The Court addressed this issue in Prevatt v Prevatt, 2024 ABKB 31 (Prevatt).In that case, in her written argument in response to the Applicant's Originating Application, the Respondent raised the issue of limitations for the first time and contended that the relief sought by the Applicant was barred by the Limitations Act. The Applicant argued that the Respondent could not rely on the Limitations Act as a defence since she did not expressly plead it and only raised it in her written argument long after the parties had already spent two years litigating the issues.

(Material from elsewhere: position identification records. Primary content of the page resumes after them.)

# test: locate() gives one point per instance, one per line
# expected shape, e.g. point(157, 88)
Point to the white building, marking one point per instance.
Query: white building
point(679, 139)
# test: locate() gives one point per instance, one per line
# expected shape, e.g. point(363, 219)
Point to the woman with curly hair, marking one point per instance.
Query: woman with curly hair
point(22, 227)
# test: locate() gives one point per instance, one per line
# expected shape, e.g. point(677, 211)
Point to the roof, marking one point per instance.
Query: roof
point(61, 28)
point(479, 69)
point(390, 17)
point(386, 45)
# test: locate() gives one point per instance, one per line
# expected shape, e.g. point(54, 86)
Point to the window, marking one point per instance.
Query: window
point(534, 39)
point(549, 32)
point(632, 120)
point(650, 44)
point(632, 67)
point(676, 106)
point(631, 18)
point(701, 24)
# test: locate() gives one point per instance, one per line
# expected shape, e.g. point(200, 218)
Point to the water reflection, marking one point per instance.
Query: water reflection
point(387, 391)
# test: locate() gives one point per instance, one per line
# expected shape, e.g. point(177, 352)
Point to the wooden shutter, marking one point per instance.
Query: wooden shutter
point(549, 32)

Pleading Limitations Is A Requirement

The Court observed that pleading the Limitations Act is a requirement under both the Limitations Act and the Alberta Rules of Court, Alta Reg 124/210 (the Rules). According to section 3(1) of the Limitations Act, a party can only avail themselves of a limitations defence if they expressly plead the Limitations Act. A similar requirement is found in the Rules, specifically Rule 13.6(3), which mandates that a party relying on a limitations defence must specifically plead it. The reason for this obligation, as stated in the Rule, is to prevent surprises.

The Applicant relied on the decision of Master Hanebury in Geophysical Service Incorporated v Devon ARL Corporation, 2015 ABQB 137, which supports the argument that the statutory requirement also applies to Actions commenced by way of Originating Application.

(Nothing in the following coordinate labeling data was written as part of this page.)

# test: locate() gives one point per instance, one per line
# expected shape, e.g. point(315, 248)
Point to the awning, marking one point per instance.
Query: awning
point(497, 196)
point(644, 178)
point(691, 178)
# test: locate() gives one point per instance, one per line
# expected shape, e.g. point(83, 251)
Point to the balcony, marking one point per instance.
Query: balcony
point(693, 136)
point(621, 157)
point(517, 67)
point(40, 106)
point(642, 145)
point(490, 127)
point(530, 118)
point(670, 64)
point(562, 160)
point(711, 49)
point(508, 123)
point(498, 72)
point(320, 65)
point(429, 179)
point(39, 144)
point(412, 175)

Justice Reed further noted that, since the Applicant in Prevatt initiated the Application through an Originating Application, the Respondent, in the absence of a Consent Order or Court Order to the contrary, had no right under the Rules to file a response pleading.

However, Justice Reed's analysis emphasized the importance of the Respondent notifying the Applicant in writing if they intend to rely upon a limitations defence in a matter commenced by Originating Application, and where the Respondent doesn’t necessarily have an opportunity to file a response pleading, as they would if the Action had been started by Statement of Claim.

A Respondent Should Seek Relief To File A Defense To An Originating Application

Prevatt is an interesting decision because as noted, generally, a limitation defense is pleaded in a Statement of Defense, but if an Action is started via an Originating Application, the Respondent does not have the opportunity to file a response. Further, there has been limited judicial consideration of Rule 3.12 and this case discusses how a Respondent should plead a limitations defense in such circumstances.

To that effect, Justice Reed noted that the Respondent must, at the very least, seek relief under Rule 3.12[1] to allow them to file a defense to the Originating Application. Failing to do so would undermine the purpose of section 3(1) of the Limitations Act and result in significant procedural unfairness towards the Applicant.

The Court ultimately held that it was the Respondent's responsibility to inform the Applicant of their intention to rely on a limitations defense under the Limitations Act. Additionally, the Respondent could have sought leave from the Court to treat the Originating Application as a Statement of Claim (pursuant to Rule 3.12), but neglected to do so. Justice Reed emphasized that pleading the Limitations Act when relying on it is crucial to prevent surprise and prejudice to the claiming party.

The Court dismissed the Respondent’s attempt to rely upon the Limitations Act, noting that the Respondent failed to comply with both the Rules and the Limitations Act.

 

 

A summary of this case, as well as other recent Court decisions that consider the Alberta Rules of Court, appears in the current JSS Barristers Rules Newsletter. Further, the JSS Barristers Rules Database features current and past rules summaries, which can be searched and filtered based on specific criteria, including by specific rule, Justices/Applications Judges, and keywords.

 

DISCLAIMER: This publication is not legal advice and should not be relied upon as legal advice. While we intend to provide generalized information that is accurate as at the date of publication, it is possible that the information contains errors or omissions. We disclaim any liability for errors or omissions. Actions taken, or not taken, in response to legal concerns should be guided by individualized legal advice provided within a solicitor client relationship. The creation of a solicitor-client relationship can be discussed upon direct contact with a lawyer.

 

[1] Rule 3.12 states: At any time in an action started by originating application the Court may, on application, direct that all or any rules applying to an action started by statement of claim apply to the action started by originating application.